Il est triste de constater que Vincent Peillon (agrégé d’histoire (!) et ancien ministre de l’Education nationale) n’est pas guéri. Il vient de rechuter (voir : Vincent Peillon est-il atteint de la maladie d’Alzheimer ?). Après avoir fait une poussée de désorientation lors de sa campagne pour les primaires de la gauche en considérant que l’utilisation de la laïcité avait conduit à stigmatiser (puis à exterminer[1]) les juifs sous Vichy, tout cela pour comparer la situation actuelle des musulmans en France à celle des juifs pendant l’occupation allemande et la collaboration, il vient de récidiver dans une interview sur France info.
Cette fois ce n’est pas pour pleurer sur le sort des musulmans de France, mais pour nous avertir du danger que représente le rassemblement centriste de Macron.
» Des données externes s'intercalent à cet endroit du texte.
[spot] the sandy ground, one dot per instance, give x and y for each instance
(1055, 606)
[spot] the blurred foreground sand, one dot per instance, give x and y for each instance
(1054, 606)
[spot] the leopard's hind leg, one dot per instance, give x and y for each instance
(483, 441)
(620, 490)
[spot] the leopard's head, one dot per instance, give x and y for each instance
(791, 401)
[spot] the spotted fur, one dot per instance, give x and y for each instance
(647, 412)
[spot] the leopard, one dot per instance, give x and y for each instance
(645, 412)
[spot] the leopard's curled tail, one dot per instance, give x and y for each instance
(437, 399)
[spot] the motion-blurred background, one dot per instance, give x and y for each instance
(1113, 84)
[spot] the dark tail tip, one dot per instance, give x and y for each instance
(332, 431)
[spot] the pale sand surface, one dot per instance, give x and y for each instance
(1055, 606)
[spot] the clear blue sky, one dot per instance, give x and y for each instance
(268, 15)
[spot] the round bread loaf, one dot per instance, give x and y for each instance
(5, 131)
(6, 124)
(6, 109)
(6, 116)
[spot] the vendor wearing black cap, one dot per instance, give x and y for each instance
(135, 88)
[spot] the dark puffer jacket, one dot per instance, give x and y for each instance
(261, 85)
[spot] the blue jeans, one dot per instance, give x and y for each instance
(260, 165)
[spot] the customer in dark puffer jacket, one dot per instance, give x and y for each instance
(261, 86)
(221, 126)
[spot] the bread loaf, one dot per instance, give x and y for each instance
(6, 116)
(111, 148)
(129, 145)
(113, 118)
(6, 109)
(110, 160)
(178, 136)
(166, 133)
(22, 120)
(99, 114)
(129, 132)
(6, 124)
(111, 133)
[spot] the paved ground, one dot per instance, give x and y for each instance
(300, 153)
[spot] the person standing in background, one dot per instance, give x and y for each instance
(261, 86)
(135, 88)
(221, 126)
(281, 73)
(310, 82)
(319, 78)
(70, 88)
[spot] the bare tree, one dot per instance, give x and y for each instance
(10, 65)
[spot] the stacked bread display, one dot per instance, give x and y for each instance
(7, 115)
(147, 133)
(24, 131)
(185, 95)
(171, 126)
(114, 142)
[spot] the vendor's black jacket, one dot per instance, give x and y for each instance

L’absence de distinction entre la droite et la gauche, qui serait à son avis un marqueur de l’extrême droite (comme si le centre n’avait jamais existé dans l’histoire de France), donnerait raison à Marine Le Pen lorsqu’elle parle "d’UMPS". Admirons au passage que Peillon considère MLP comme une référence et notons la contradiction : si la non distinction droite-gauche est un marqueur de l'extrême droite, où classer "l'UMPS" parti unique fabriqué par les Le Pen et le mouvement En marche ! ? Et Peillon de donner sa vision historique en récoltant pour son application un point Godwin :
« Il y a quelque chose de têtu dans l'Histoire, c'est comme cela que l'on sait qu'il y a eu des chambres à gaz et qu'on ne peut le nier, il y a des gens de l'UMP et du PS (dans le mouvement d'Emmanuel Macron)[2] »…« c'est précisément dans le ventre de la confusion que les monstres se préparent ».
Quel est le rapport du mouvement de Macron (et l’absence possible de majorité à l’assemblée après son élection) avec les chambres à gaz ?! En marche ! prépare-t-il leur résurgence ?
Pour éviter que les monstres sortent du ventre de la confusion Macronesque, Peillon encourage à voter pour Benoît Hamon, dont la présence au second tour serait pourtant le plus sûr moyen pour la famille Le Pen d'accéder au pouvoir.
La confusion n’est pas là où il le pense.
[1] A noter qu’à l’époque, il n’avait parlé que du port de l’étoile jaune qui stigmatisait en fait une origine et non une religion, mais sans évoquer pudiquement la suite sanglante des évènements, et en passant allègrement sur le fait que les musulmans se stigmatisent eux-mêmes par leur habitus sans avoir besoin de mettre une étoile quelconque pour manifester leur appartenance à l’islam.
[2] Phrase particulièrement confuse.